Description
This mapping exercise helps to foster a discussion of topics such as colonialism, racism, and anti-colonial resistance, based on personal experiences. With this tool, daily routines, places, and encounters of the participants can be traced, following along their diverse routes throughout the city or places the participants visit. As a point of departure, take a map of the city/place on paper or project it onto a wall and mark down places and experiences on it. Another option is to propose an abstraction of subjective interpretation of the place instead of a representative map.
The simultaneity of accounts makes visible different historic, systemic, and personal aspects of the topic exposed: colonialism, racism, and other forms of discrimination. This tool aims to show the way these problems are intertwined and how they are still manifested in daily lives, in architecture, street names, demands for assimilation, social norms, the justice and law enforcement system, etc.
Guiding questions
- Name three words or concepts you associate with the city of Zurich.
- Name the places you regularly visit in the city or describe your daily routine.
- What emotions do you relate to your experience of living in Zurich?
- Name the places you associate with negative emotions and experiences such as racism, discrimination, or sexism.
- Name your favorite places in the city and those where you feel safe.
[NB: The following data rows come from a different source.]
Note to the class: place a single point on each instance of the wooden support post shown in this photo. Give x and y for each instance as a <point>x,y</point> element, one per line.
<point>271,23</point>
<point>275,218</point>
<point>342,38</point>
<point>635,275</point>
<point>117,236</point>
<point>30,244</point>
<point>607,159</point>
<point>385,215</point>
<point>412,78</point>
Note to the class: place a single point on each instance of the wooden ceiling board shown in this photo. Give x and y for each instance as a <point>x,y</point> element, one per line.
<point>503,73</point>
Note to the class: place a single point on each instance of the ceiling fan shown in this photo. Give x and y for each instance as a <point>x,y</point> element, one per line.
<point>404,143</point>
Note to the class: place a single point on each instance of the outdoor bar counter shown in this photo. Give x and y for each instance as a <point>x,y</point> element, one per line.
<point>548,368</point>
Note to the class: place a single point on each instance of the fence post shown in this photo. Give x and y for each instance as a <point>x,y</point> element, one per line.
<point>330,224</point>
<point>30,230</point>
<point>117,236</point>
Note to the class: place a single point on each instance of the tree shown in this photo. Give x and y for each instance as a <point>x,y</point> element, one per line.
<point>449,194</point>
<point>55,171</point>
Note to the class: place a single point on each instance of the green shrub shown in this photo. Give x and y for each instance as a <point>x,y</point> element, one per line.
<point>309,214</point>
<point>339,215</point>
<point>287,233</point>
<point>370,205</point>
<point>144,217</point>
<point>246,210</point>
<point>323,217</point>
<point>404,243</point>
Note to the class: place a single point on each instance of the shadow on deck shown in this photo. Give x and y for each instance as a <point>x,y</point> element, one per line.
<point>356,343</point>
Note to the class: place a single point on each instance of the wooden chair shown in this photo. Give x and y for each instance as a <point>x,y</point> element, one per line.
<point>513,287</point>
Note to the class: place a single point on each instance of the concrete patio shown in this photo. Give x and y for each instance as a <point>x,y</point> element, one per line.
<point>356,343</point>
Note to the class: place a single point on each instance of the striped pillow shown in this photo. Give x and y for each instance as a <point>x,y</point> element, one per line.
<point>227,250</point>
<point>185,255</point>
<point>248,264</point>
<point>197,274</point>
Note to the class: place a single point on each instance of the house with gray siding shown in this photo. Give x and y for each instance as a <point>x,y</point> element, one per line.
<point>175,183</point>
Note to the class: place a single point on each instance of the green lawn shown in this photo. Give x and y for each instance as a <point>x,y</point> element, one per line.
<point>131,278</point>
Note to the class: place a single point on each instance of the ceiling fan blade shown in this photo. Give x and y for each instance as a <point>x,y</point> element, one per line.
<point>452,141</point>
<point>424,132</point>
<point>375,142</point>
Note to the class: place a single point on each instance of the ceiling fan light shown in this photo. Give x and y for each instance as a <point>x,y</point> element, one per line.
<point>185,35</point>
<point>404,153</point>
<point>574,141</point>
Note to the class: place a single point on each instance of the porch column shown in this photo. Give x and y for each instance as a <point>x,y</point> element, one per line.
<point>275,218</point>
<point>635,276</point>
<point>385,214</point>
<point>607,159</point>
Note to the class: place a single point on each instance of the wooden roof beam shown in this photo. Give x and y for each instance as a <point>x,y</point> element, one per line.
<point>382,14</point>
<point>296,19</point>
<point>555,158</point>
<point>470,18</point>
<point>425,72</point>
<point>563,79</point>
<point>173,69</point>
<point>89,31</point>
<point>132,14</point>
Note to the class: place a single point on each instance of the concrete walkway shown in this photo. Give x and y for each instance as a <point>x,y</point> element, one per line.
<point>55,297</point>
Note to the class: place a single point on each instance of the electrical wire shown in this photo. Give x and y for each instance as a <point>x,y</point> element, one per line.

Why do you feel safe in those places?
- Which initiatives do you know and/or support that offer a safe space for you?
Materials
- A map or any geographical representation of the city is to be used as a reference.
- A big piece of paper to draw a new map on.
- Markers, brushes, colored pencils, inks, and any other preferred material to draw and/or paint. Magazine clippings and stickers to remark spots on the map are also an option.
- Post-its in different colors to mark categories or to identify every participant on the map.
- Tape or nails to fix the map on the wall. Another option is to work on the floor.
And if it is available, a video projector to project the map and any other images/text on the paper surface to intervene with (as we did in the workshop).
Instructions
The suggested number of participants is six.
- Inform the participants they can share whatever and as much as they feel comfortable about their personal experiences, places and daily routines in the city. Everyone should feel comfortable and safe during the exercise.
- Begin by letting everybody introduce themselves and share information about their identity, cultural, historical and geographical context they feel are important for the other participants to know.
- Define the roles of the participants:
Mediator: the person in charge of guiding the intervention on paper.
Participants: who answer the questions and share their experiences. They can also take action on the map whenever they want by drawing or adding colored post-its.
Researcher: the person in charge of looking for context, geographical and historical references.
- Together, choose a representation of the city/place and use it as the guide to move and locate spots in the map you are going to create together. We recommend hanging a piece of paper on the wall and projecting a map onto it.
- Write down on individual papers the questions to guide the discussion. Share them among the participants and read them aloud.
- Decide who starts responding to one of the questions. While participants respond, the facilitator locates, describes the experiences, and draws onto the map. One question can be answered by all the participants, or everyone can choose different questions to create a more dynamic session.
- If possible, and if all the participants agree, take photos of the different stages of the process and the final map.
References
Julia Risler y Pablo Ares: Manual de mapeo colectivo: recursos cartográficos críticos para procesos territoriales de creación colaborativa, 2013.
Kollektiv Orangotango: A New Social Cartography: Defending Traditional Territories by Mapping in the Amazon, 2022.